[16 Feb 2020] Given an array where every element occurs three times, except one element which occurs only once.

Find the element that appears once
Given an array where every element occurs three times, except one element which occurs only once. Find the element that occurs once. Expected time complexity is O(n) and O(1) extra space.
Examples :

Input: arr[] = {12, 1, 12, 3, 12, 1, 1, 2, 3, 3}
Output: 2
In the given array all element appear three times except 2 which appears once.

Input: arr[] = {10, 20, 10, 30, 10, 30, 30}
Output: 20
In the given array all element appear three times except 20 which appears once.
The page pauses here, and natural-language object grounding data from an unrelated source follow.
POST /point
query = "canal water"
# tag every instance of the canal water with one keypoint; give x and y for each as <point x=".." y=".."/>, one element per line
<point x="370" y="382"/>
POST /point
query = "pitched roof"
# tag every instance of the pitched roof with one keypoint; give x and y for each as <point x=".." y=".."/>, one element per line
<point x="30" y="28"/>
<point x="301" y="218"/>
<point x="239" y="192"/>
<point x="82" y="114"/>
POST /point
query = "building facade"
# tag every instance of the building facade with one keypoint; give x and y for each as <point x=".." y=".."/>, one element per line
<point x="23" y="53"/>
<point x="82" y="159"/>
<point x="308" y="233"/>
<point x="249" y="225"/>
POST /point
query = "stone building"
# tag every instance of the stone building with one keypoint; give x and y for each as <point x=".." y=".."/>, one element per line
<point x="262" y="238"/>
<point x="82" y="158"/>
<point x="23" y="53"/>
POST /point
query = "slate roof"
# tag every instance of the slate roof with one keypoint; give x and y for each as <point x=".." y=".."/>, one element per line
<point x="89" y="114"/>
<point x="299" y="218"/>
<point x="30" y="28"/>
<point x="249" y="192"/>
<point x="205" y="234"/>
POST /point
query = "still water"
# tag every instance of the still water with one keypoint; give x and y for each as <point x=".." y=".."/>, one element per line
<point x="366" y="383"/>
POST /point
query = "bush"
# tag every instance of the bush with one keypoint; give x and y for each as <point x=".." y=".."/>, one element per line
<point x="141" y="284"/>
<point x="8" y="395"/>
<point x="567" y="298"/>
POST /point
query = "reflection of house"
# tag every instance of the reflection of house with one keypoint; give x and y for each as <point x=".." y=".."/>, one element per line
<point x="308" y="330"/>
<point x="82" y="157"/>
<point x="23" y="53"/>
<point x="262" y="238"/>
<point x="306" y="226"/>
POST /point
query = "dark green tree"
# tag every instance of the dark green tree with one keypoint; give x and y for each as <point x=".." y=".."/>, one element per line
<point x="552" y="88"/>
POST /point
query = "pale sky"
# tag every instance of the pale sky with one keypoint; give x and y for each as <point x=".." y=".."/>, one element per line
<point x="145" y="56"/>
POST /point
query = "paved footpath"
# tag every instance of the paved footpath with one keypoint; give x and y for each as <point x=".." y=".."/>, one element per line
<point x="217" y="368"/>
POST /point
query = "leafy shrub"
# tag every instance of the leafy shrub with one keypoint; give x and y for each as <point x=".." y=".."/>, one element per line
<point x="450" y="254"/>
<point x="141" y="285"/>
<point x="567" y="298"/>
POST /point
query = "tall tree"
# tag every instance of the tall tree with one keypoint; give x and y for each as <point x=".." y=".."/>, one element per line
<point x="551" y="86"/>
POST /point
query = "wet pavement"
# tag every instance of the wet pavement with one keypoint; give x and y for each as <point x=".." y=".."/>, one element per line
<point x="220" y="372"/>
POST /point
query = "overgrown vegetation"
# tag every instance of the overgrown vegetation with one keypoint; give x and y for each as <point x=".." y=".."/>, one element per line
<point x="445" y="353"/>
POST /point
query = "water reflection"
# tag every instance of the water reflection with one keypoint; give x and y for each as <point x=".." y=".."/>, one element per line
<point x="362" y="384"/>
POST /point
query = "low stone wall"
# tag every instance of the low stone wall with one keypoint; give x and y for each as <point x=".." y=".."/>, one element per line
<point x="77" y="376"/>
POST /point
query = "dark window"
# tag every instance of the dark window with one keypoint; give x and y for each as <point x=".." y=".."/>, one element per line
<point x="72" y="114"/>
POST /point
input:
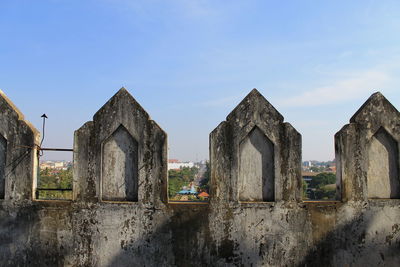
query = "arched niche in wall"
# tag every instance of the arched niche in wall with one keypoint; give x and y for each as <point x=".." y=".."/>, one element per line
<point x="367" y="156"/>
<point x="3" y="155"/>
<point x="120" y="167"/>
<point x="383" y="166"/>
<point x="256" y="168"/>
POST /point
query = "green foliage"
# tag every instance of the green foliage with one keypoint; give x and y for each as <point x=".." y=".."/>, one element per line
<point x="55" y="179"/>
<point x="205" y="182"/>
<point x="322" y="179"/>
<point x="179" y="178"/>
<point x="323" y="186"/>
<point x="305" y="189"/>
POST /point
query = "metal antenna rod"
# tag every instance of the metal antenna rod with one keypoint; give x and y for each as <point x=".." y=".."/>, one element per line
<point x="44" y="116"/>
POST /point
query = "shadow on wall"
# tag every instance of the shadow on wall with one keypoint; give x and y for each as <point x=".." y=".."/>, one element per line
<point x="383" y="172"/>
<point x="185" y="240"/>
<point x="257" y="168"/>
<point x="20" y="236"/>
<point x="360" y="241"/>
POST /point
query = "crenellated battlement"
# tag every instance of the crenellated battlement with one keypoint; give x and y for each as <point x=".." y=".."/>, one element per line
<point x="120" y="215"/>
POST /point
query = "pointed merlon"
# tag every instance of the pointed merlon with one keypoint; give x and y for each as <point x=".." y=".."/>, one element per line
<point x="376" y="104"/>
<point x="126" y="97"/>
<point x="19" y="114"/>
<point x="253" y="101"/>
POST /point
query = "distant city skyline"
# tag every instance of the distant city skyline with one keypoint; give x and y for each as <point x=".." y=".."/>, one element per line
<point x="189" y="63"/>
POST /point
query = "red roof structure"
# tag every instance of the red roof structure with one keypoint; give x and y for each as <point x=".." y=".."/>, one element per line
<point x="204" y="194"/>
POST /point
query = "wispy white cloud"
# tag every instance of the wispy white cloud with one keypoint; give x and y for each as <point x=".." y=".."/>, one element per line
<point x="344" y="89"/>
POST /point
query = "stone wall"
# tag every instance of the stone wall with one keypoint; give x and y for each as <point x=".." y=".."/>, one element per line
<point x="120" y="216"/>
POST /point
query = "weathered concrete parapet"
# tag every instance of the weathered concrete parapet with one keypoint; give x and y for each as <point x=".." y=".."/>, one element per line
<point x="121" y="156"/>
<point x="18" y="153"/>
<point x="367" y="152"/>
<point x="255" y="156"/>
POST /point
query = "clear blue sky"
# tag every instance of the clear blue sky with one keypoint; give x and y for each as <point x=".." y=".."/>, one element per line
<point x="190" y="62"/>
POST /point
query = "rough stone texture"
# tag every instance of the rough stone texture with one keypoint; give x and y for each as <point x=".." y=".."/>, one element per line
<point x="90" y="231"/>
<point x="17" y="153"/>
<point x="3" y="155"/>
<point x="120" y="167"/>
<point x="256" y="168"/>
<point x="367" y="152"/>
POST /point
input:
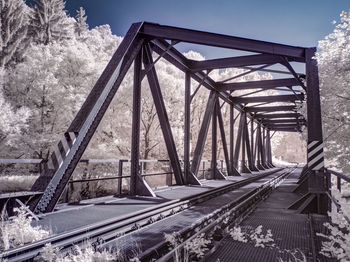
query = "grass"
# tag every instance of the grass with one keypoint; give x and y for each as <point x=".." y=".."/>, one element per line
<point x="16" y="183"/>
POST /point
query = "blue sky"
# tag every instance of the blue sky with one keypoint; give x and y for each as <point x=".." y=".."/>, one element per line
<point x="294" y="22"/>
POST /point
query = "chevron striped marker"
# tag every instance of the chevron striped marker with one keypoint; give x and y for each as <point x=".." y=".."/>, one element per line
<point x="61" y="150"/>
<point x="315" y="156"/>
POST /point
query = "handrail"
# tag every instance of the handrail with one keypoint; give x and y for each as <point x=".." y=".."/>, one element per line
<point x="339" y="177"/>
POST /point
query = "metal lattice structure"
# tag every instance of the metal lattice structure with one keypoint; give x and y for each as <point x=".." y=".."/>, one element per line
<point x="257" y="121"/>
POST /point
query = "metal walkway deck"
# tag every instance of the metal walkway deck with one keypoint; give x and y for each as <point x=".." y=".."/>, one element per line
<point x="69" y="217"/>
<point x="294" y="234"/>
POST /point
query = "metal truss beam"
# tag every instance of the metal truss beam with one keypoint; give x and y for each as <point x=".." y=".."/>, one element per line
<point x="203" y="132"/>
<point x="223" y="140"/>
<point x="219" y="40"/>
<point x="285" y="130"/>
<point x="181" y="62"/>
<point x="138" y="185"/>
<point x="235" y="62"/>
<point x="254" y="109"/>
<point x="283" y="125"/>
<point x="271" y="99"/>
<point x="238" y="140"/>
<point x="281" y="121"/>
<point x="282" y="115"/>
<point x="54" y="181"/>
<point x="163" y="116"/>
<point x="264" y="84"/>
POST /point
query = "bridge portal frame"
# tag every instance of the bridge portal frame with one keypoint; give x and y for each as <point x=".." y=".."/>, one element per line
<point x="145" y="39"/>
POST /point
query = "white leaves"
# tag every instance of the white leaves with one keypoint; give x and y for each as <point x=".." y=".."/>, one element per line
<point x="333" y="58"/>
<point x="19" y="230"/>
<point x="255" y="236"/>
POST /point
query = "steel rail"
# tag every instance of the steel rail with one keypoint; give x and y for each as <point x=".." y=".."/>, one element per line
<point x="127" y="223"/>
<point x="233" y="210"/>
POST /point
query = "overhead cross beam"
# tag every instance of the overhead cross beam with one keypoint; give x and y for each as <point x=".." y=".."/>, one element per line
<point x="262" y="99"/>
<point x="282" y="115"/>
<point x="219" y="40"/>
<point x="264" y="84"/>
<point x="282" y="121"/>
<point x="235" y="62"/>
<point x="270" y="108"/>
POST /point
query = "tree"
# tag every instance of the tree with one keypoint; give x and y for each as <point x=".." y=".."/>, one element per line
<point x="12" y="121"/>
<point x="81" y="26"/>
<point x="333" y="58"/>
<point x="50" y="22"/>
<point x="13" y="24"/>
<point x="53" y="81"/>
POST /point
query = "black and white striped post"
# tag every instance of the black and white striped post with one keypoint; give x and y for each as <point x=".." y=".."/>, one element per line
<point x="315" y="159"/>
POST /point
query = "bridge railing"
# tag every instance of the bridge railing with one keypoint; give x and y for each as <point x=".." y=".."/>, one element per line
<point x="340" y="178"/>
<point x="121" y="172"/>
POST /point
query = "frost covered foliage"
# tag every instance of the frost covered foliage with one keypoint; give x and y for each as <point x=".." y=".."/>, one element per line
<point x="256" y="236"/>
<point x="12" y="121"/>
<point x="264" y="239"/>
<point x="337" y="242"/>
<point x="194" y="248"/>
<point x="18" y="230"/>
<point x="54" y="79"/>
<point x="51" y="254"/>
<point x="14" y="17"/>
<point x="87" y="254"/>
<point x="333" y="60"/>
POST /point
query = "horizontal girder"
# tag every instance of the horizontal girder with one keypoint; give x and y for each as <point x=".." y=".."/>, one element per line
<point x="235" y="62"/>
<point x="279" y="121"/>
<point x="264" y="84"/>
<point x="219" y="40"/>
<point x="284" y="129"/>
<point x="270" y="108"/>
<point x="284" y="115"/>
<point x="262" y="99"/>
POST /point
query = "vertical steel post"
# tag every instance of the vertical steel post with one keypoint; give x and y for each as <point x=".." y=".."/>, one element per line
<point x="224" y="142"/>
<point x="214" y="140"/>
<point x="232" y="123"/>
<point x="162" y="115"/>
<point x="269" y="149"/>
<point x="136" y="118"/>
<point x="316" y="183"/>
<point x="120" y="174"/>
<point x="187" y="126"/>
<point x="252" y="138"/>
<point x="203" y="132"/>
<point x="260" y="148"/>
<point x="238" y="141"/>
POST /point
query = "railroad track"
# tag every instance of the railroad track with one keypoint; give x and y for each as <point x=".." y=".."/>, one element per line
<point x="108" y="230"/>
<point x="223" y="217"/>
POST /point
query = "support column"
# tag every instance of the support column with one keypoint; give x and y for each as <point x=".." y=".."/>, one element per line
<point x="245" y="144"/>
<point x="230" y="170"/>
<point x="260" y="148"/>
<point x="269" y="150"/>
<point x="163" y="116"/>
<point x="315" y="160"/>
<point x="189" y="177"/>
<point x="238" y="141"/>
<point x="264" y="162"/>
<point x="203" y="132"/>
<point x="214" y="142"/>
<point x="251" y="165"/>
<point x="315" y="200"/>
<point x="232" y="123"/>
<point x="138" y="185"/>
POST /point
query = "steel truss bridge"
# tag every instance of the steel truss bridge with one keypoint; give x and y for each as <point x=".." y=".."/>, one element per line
<point x="258" y="118"/>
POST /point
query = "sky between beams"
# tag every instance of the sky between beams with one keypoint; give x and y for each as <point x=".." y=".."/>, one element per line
<point x="297" y="22"/>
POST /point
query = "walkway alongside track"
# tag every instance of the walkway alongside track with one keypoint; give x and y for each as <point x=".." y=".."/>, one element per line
<point x="150" y="221"/>
<point x="291" y="231"/>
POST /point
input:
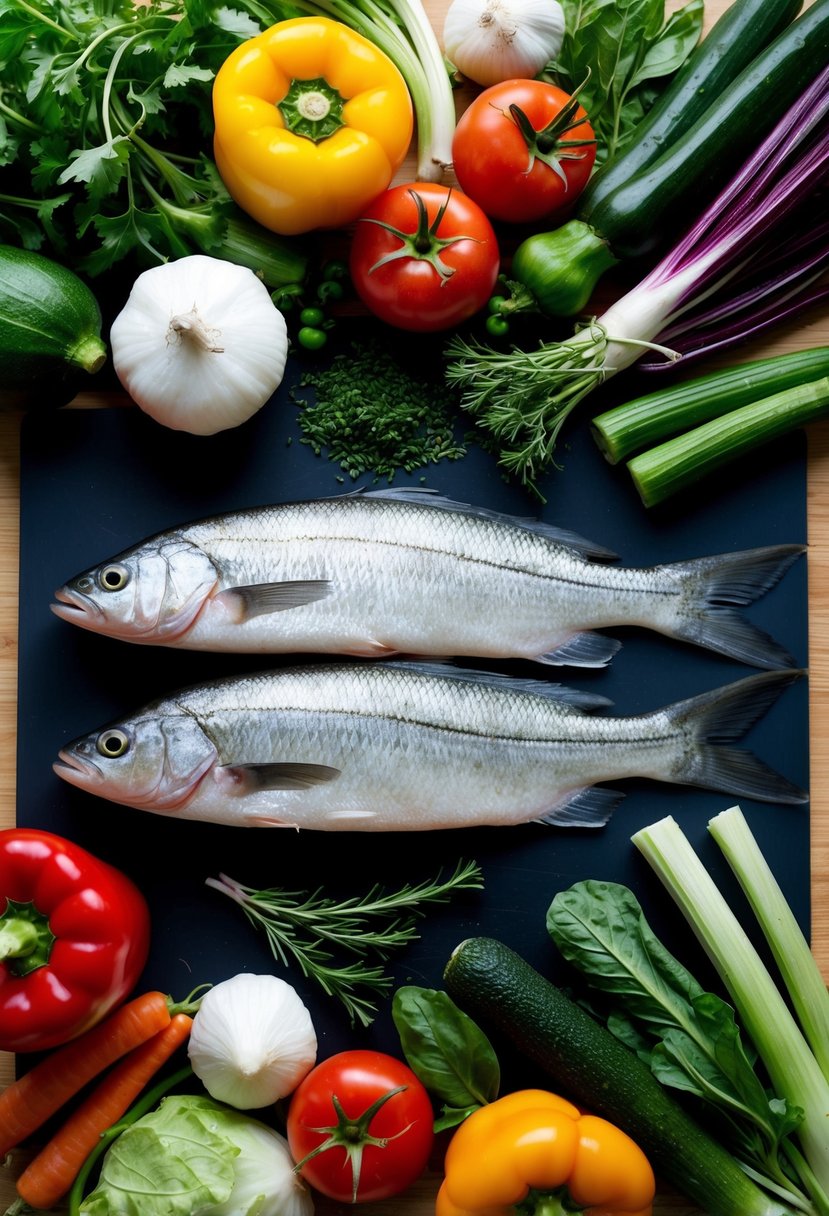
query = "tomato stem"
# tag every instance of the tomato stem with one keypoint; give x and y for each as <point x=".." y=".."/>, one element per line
<point x="423" y="243"/>
<point x="353" y="1135"/>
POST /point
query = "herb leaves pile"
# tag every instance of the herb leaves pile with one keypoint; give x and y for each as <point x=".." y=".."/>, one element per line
<point x="371" y="412"/>
<point x="619" y="55"/>
<point x="105" y="111"/>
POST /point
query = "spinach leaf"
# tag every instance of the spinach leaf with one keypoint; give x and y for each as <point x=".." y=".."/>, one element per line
<point x="619" y="55"/>
<point x="602" y="930"/>
<point x="447" y="1051"/>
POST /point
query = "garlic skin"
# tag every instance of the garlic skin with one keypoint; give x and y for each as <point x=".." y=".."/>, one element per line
<point x="199" y="344"/>
<point x="252" y="1041"/>
<point x="495" y="40"/>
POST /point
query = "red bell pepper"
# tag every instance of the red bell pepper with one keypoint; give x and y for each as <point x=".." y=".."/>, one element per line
<point x="74" y="936"/>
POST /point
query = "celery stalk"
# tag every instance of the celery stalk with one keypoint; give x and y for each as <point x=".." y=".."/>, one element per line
<point x="791" y="1065"/>
<point x="649" y="420"/>
<point x="676" y="463"/>
<point x="801" y="974"/>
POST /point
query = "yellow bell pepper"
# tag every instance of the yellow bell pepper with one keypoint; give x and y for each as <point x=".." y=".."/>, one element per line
<point x="311" y="123"/>
<point x="539" y="1150"/>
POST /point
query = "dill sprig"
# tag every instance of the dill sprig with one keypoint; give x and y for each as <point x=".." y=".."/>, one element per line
<point x="311" y="928"/>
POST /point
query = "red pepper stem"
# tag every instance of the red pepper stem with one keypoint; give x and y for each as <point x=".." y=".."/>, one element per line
<point x="18" y="938"/>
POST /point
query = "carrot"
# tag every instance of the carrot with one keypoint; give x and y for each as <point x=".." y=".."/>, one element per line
<point x="52" y="1171"/>
<point x="27" y="1103"/>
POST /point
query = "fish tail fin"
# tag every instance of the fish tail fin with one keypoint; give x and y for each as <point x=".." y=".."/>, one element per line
<point x="715" y="589"/>
<point x="720" y="718"/>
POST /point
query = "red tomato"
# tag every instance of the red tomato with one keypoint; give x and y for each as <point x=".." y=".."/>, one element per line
<point x="435" y="263"/>
<point x="528" y="163"/>
<point x="376" y="1119"/>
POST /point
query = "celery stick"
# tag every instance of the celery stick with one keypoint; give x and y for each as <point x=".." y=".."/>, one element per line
<point x="650" y="418"/>
<point x="676" y="463"/>
<point x="791" y="952"/>
<point x="791" y="1067"/>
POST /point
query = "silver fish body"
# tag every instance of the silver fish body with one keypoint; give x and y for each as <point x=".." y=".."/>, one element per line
<point x="411" y="747"/>
<point x="382" y="573"/>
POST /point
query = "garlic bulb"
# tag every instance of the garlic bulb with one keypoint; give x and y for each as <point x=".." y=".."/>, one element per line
<point x="252" y="1041"/>
<point x="199" y="344"/>
<point x="495" y="40"/>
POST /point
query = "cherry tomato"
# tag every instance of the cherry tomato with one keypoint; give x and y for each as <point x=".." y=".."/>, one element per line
<point x="424" y="257"/>
<point x="524" y="151"/>
<point x="374" y="1118"/>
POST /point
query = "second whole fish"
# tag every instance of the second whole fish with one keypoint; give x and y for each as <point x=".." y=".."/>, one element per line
<point x="406" y="572"/>
<point x="411" y="747"/>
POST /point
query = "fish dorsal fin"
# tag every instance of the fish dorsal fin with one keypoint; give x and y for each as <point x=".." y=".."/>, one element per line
<point x="260" y="600"/>
<point x="584" y="809"/>
<point x="424" y="495"/>
<point x="565" y="696"/>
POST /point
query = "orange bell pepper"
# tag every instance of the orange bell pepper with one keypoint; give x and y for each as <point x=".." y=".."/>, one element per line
<point x="311" y="123"/>
<point x="539" y="1150"/>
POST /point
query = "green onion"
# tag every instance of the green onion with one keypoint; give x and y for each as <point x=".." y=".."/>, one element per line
<point x="650" y="418"/>
<point x="784" y="935"/>
<point x="683" y="460"/>
<point x="791" y="1067"/>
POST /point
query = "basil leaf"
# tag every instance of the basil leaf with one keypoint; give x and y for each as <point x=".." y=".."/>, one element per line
<point x="619" y="55"/>
<point x="602" y="930"/>
<point x="447" y="1051"/>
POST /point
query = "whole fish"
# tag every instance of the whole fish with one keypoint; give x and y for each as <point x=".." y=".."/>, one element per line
<point x="406" y="572"/>
<point x="407" y="746"/>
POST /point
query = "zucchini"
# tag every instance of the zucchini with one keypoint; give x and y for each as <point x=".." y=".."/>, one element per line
<point x="636" y="217"/>
<point x="729" y="46"/>
<point x="593" y="1068"/>
<point x="50" y="331"/>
Following is another O(n) time complexity and O(1) extra space method suggested by aj. We can sum the bits in same positions for all the numbers and take modulo with 3. The bits for which sum is not multiple of 3, are the bits of number with single occurrence.
Let us consider the example array {5, 5, 5, 8}. The 101, 101, 101, 1000
Sum of first bits%3 = (1 + 1 + 1 + 0)%3 = 0;
Sum of second bits%3 = (0 + 0 + 0 + 0)%0 = 0;
Sum of third bits%3 = (1 + 1 + 1 + 0)%3 = 0;
Sum of fourth bits%3 = (1)%3 = 1;
Hence number which appears once is 1000

Below is the implementation of above approach:

// C++ program to find the element
// that occur only once
#include <bits/stdc++.h>
using namespace std;
#define INT_SIZE 32

int getSingle(int arr[], int n)
{
    // Initialize result
    int result = 0;

    int x, sum;

    // Iterate through every bit
    for (int i = 0; i < INT_SIZE; i++)
    {
       
    // Find sum of set bits at ith position in all
    // array elements
    sum = 0;
    x = (1 << i);
    for (int j = 0; j < n; j++ )
    {
        if (arr[j] & x)
            sum++;
    }

    // The bits with sum not multiple of 3, are the
    // bits of element with single occurrence.
    if (sum % 3)
        result |= x;
    }

    return result;
}

// Driver code
int main()
{
    int arr[] = {12, 1, 12, 3, 12, 1, 1, 2, 3, 2, 2, 3, 7};
    int n = sizeof(arr) / sizeof(arr[0]);
    cout << "The element with single occurrence is " << getSingle(arr, n);
    return 0;
}
Output :
The element with single occurrence is 7

// Java code to find the element
// that occur only once

class GFG
{
    static final int INT_SIZE = 32;
   
    // Method to find the element that occur only once
    static int getSingle(int arr[], int n)
    {
        int result = 0;
        int x, sum;
       
        // Iterate through every bit
        for(int i=0; i<INT_SIZE; i++)
        {
            // Find sum of set bits at ith position in all
            // array elements
            sum = 0;
            x = (1 << i);
            for(int j=0; j<n; j++)
            {
                if((arr[j] & x) == 0)
                sum++;
            }
            // The bits with sum not multiple of 3, are the
            // bits of element with single occurrence.
            if ((sum % 3) == 0)
            result |= x;
        }
        return result;
    }
   
    // Driver method
    public static void main(String args[])
    {
        int arr[] = {12, 1, 12, 3, 12, 1, 1, 2, 3, 2, 2, 3, 7};
        int n = arr.length;
        System.out.println("The element with single occurrence is " + getSingle(arr, n));
    }
   
}

# Python3 code to find the element
# that occur only once
INT_SIZE = 32

def getSingle(arr, n) :
   
    # Initialize result
    result = 0
   
    # Iterate through every bit
    for i in range(0, INT_SIZE) :
       
        # Find sum of set bits
        # at ith position in all
        # array elements
        sm = 0
        x = (1 << i)
        for j in range(0, n) :
            if (arr[j] & x) :
                sm = sm + 1
               
        # The bits with sum not
        # multiple of 3, are the
        # bits of element with
        # single occurrence.
        if (sm % 3) :
            result = result | x
   
    return result
   
# Driver program
arr = [12, 1, 12, 3, 12, 1, 1, 2, 3, 2, 2, 3, 7]
n = len(arr)
print("The element with single occurrence is "
      ,getSingle(arr, n))